Figure 7.. SST subtypes target distinct subcellular compartments of L5-PT dendrites.

(A) Representative images of a putative synapse from SST-Myh8 interneurons onto a PT tuft dendrite. SST-Myh8 axons are labeled with Chrna2-Cre;Sst^FlpO;Ai80-CatCh-EYFP, L5-PT dendrites labeled with rAAV2-retro-hSyn-mScarlet, presynaptic puncta labeled with Gad65, and postsynaptic puncta labeled with Gephyrin. The top row shows the merged image with all four channels (left) and the 3D reconstruction in Imaris (right). Arrowheads indicate the location of the putative synapse identified by the colocalization of all four channels in Imaris. Scale bars, 1 μm. (B) Representative images of putative synapses from SST-Myh8 interneurons onto PT tuft dendrites in lower magnification. Arrowheads indicate the location of putative synapses. Merged image (left) shows all four channels as in (A), and Imaris reconstruction (right) shows the locations of the putative synapses on the dendrite. Scale bars, 1 μm. (C-E) Representative image of SST-Calb2 putative synapses on L5-PT tuft dendrites, dendritic apical branch, or dendritic trunk, as in (B). Scale bars, 1 μm. (F) Quantification of SST-Calb2 puncta on L5-PT dendrites. The number of puncta is normalized by the surface area of the reconstructed dendrite. Each data point represents one ROI examined. (G) Quantification of SST-Myh8 puncta on L5-PT dendrites. The number of puncta is normalized by the surface area of the reconstructed dendrite. (H) Comparison of SST-Calb2 and SST-Myh8 puncta on L5-PT dendrites. Statistics in Table S7.

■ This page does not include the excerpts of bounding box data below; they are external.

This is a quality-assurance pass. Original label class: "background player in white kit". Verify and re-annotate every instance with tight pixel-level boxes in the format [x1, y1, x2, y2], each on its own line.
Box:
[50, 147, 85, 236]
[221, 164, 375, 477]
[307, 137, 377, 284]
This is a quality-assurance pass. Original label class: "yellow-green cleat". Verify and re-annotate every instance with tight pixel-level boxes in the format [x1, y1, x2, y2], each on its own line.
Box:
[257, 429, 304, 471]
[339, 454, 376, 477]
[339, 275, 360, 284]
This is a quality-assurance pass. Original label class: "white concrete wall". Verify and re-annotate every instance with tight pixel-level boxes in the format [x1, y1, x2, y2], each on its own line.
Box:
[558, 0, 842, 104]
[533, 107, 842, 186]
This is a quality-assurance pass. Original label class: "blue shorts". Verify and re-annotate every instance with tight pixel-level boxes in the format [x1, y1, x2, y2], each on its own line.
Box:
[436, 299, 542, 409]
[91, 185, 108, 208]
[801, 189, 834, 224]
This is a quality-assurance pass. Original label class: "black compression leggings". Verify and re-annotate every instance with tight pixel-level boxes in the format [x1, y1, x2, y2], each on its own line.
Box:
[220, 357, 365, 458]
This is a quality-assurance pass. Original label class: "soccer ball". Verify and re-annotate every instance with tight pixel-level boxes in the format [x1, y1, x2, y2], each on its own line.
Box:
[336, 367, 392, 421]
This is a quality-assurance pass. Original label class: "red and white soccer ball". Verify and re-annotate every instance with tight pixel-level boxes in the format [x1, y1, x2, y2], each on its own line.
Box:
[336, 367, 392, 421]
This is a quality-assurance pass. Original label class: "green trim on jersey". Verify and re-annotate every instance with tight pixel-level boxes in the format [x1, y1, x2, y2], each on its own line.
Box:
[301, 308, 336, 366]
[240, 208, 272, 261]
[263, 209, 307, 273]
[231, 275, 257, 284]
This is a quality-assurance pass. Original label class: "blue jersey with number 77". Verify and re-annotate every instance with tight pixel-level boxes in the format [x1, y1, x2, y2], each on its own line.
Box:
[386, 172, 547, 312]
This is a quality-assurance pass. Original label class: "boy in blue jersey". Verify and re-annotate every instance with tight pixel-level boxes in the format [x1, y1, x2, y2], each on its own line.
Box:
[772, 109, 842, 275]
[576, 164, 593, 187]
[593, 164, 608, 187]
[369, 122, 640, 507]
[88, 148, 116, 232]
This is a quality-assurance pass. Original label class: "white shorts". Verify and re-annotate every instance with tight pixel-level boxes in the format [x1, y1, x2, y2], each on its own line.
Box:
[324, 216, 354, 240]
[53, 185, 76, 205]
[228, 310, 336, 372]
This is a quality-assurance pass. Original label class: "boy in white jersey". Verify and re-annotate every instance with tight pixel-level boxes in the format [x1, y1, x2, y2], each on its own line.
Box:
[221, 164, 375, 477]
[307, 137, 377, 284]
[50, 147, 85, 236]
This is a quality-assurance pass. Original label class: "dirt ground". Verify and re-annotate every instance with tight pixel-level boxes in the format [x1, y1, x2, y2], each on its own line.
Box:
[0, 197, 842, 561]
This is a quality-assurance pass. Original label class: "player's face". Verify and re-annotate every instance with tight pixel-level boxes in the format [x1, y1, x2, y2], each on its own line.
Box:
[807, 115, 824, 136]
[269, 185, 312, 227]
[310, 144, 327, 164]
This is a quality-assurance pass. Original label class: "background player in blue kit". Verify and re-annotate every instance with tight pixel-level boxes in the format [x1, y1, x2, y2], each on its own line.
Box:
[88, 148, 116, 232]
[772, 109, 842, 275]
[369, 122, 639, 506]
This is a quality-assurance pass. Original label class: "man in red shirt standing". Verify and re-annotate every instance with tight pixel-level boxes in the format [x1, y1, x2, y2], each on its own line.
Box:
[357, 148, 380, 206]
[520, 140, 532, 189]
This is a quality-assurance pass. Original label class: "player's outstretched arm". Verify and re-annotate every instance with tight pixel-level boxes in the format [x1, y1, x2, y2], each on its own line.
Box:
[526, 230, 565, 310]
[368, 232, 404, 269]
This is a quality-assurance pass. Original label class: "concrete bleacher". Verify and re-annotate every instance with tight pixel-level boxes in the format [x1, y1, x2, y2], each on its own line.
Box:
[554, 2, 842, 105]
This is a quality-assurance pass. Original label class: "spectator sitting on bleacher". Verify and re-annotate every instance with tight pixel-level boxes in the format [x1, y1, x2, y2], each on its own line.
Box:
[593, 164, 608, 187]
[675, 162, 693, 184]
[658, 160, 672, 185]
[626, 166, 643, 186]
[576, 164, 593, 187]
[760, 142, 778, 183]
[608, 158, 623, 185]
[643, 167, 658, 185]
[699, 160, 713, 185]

Figure 8.. Schematic drawing of the output circuitry of different SST subtypes in S1 and V1

Summary of our current understanding of the innervation pattern of different SST subtypes in S1 and V1, showing the preferred postsynaptic excitatory neuron cell type of each SST subtype. Dashed lines showing hypothesized output circuitry for SST subtypes that have not been fully characterized. IT, intratelencephalic neuron; PT, pyramidal-tract neuron; SC, L4 spiny stellate cell; CT, corticothalamic neuron.